We can glean insight into Siemens’ strategy from the products the company has selected to be part of the split-out. Since their announcement of Mindsphere in 2017, Siemens has taken explicit steps to refocus the company away from being a hardware manufacturer in favor of being software and services provider. The move away from lower margin hardware businesses has yielded results for the company in terms of profit margin. Since 2017, Siemens’ gross profit margin averaged 35.5% compared to 28.8% in the previous 5 years. This “Big Tech” mindset has been on display over the last several years through a number of similar moves all aimed at ridding the Siemens portfolio of lower-margin products with less digitalization opportunity. In 2020, Siemens announced the spin off of its energy business into its own entity. The announcement was made with surrounding rhetoric of ‘focus’ for both the energy business and Siemens corporate. The energy business performed significantly below average compared with the broader Siemens business; having posted a profit margin 7.1% below the group level. Later during that same year, Siemens completed the sale of Flender GmbH. Flender was one of Siemens’ ‘Portfolio Companies’ and specializes in producing gear units for a number of applications.
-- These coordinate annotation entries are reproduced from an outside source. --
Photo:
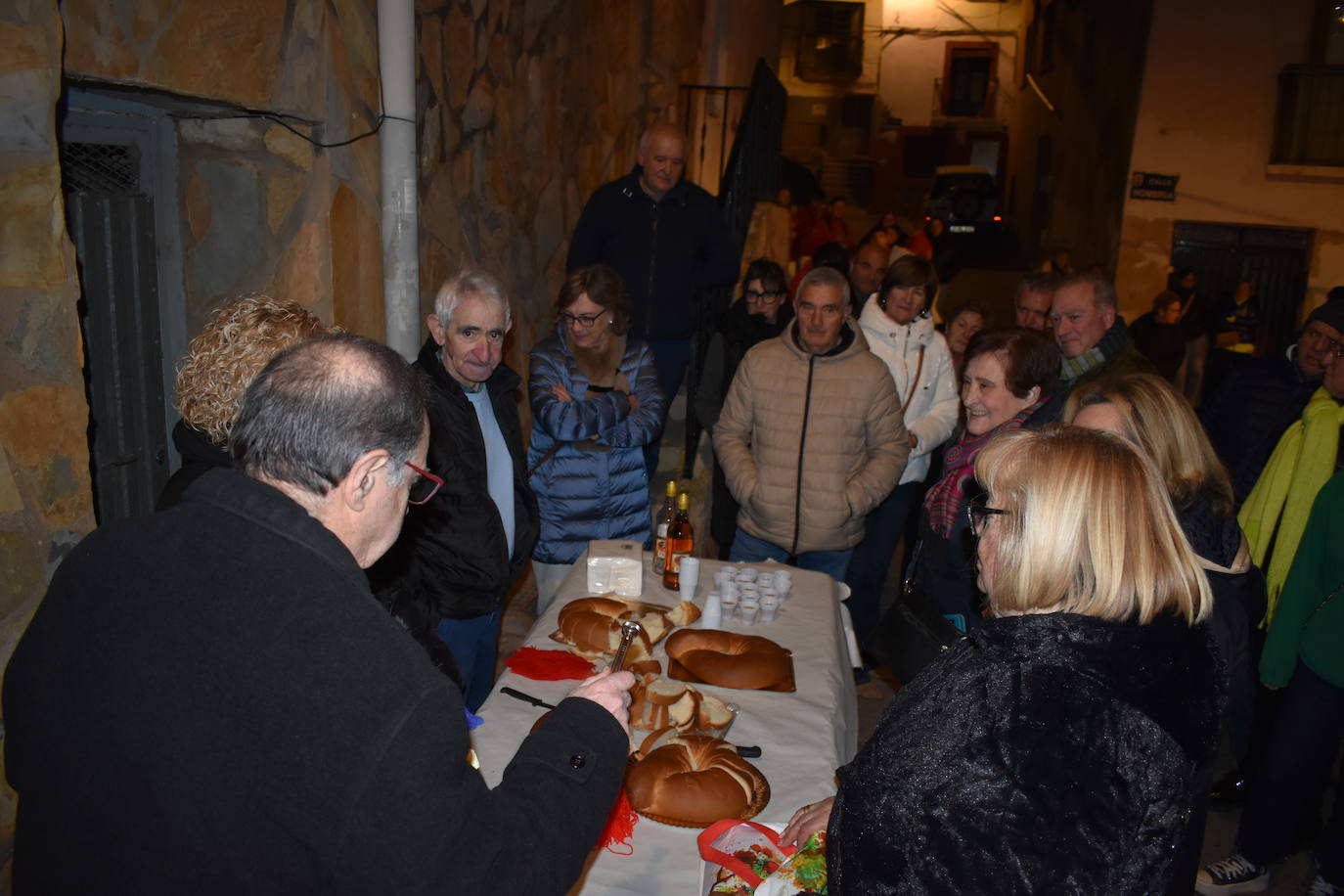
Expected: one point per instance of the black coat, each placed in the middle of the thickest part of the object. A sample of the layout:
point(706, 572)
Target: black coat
point(211, 701)
point(1045, 754)
point(452, 559)
point(663, 250)
point(198, 456)
point(1249, 413)
point(1163, 344)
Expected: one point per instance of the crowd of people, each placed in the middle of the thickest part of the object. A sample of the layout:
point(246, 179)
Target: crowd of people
point(269, 686)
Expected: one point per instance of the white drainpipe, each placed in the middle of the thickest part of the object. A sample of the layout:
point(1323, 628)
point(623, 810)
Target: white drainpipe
point(397, 146)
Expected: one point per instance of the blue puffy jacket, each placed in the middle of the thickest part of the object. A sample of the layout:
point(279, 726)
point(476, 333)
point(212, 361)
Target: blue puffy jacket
point(594, 485)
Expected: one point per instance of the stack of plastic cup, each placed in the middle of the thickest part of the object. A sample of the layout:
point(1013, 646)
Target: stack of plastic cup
point(729, 601)
point(712, 614)
point(747, 610)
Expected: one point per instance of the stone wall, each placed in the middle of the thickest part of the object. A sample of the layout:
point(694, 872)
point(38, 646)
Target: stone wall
point(45, 501)
point(524, 107)
point(261, 205)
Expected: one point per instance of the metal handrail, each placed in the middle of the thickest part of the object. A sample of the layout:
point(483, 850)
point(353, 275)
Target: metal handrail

Siemens’ CFO Ralf P. Thomas stated that the sale was “another step in executing our strategy for enabling Siemens to be a focused technology company."

It is interesting that according to the details of the split out, Siemens’ robust offering of low voltage drives is excluded from the list of businesses and divisions that will make up the new company. Given the SIMOTICS line of low voltage motors and the large drive business are both included in the split out, we were expecting Siemens’ low voltage drive portfolio, SINAMICS, to also be a part of the new business. However, from what we can tell by the information publicly available, the low voltage drive product line will be retained by Siemens. With the exclusion of low voltage SINAMICS portfolio, it is clear that Siemens sees value in the product offering beyond the hardware itself. In some ways, this is very telling of the direction low voltage drive products are expected to take. In most cases, the drive represents the closest ‘smart’ device to a motor. As such, the device can be a powerful enabler of many digitalization strategies. VFDs have long had the ability to sense changes in the electrical behavior of the motor it is controlling. Many drive vendors, including Siemens, have begun offering condition monitoring and predictive maintenance services which employ this ‘drive as a sensor’ mentality. With the exclusion of the LV drive products from the split out, we expect Siemens to continue to push digitalization enabling features across its remaining offering.

With regard to the LV AC Motor market, the timing of this split out is very interesting. The status quo within commercial and industrial motor technology is set to change quite rapidly over the next several years. The EU has set legislation to go into effect in 2023 which will mandate motors between 75kW and 200kW be high-efficiency (IE4 or higher). This will likely expand in the years following and other regions are on a similar trajectory. These new requirements are leading to a renaissance within motor technology. Synchronous reluctance, switched reluctance, axial flux, and permanent magnet motor technologies are all candidates looking to fill this new market requirement and the jury is out on which will succeed. With a new motor vendor now entering the mix which will likely be leaner and more focused than its predecessor (with regard to its motor offering), the competition vying for this high-efficiency business will heat up.

Blake Griffin is an expert in automation systems, industrial digitalization and off highway-electrification. Since joining Interact Analysis in 2017, he has written in-depth reports on the markets for low voltage AC motor drives, predictive maintenance and mobile hydraulics.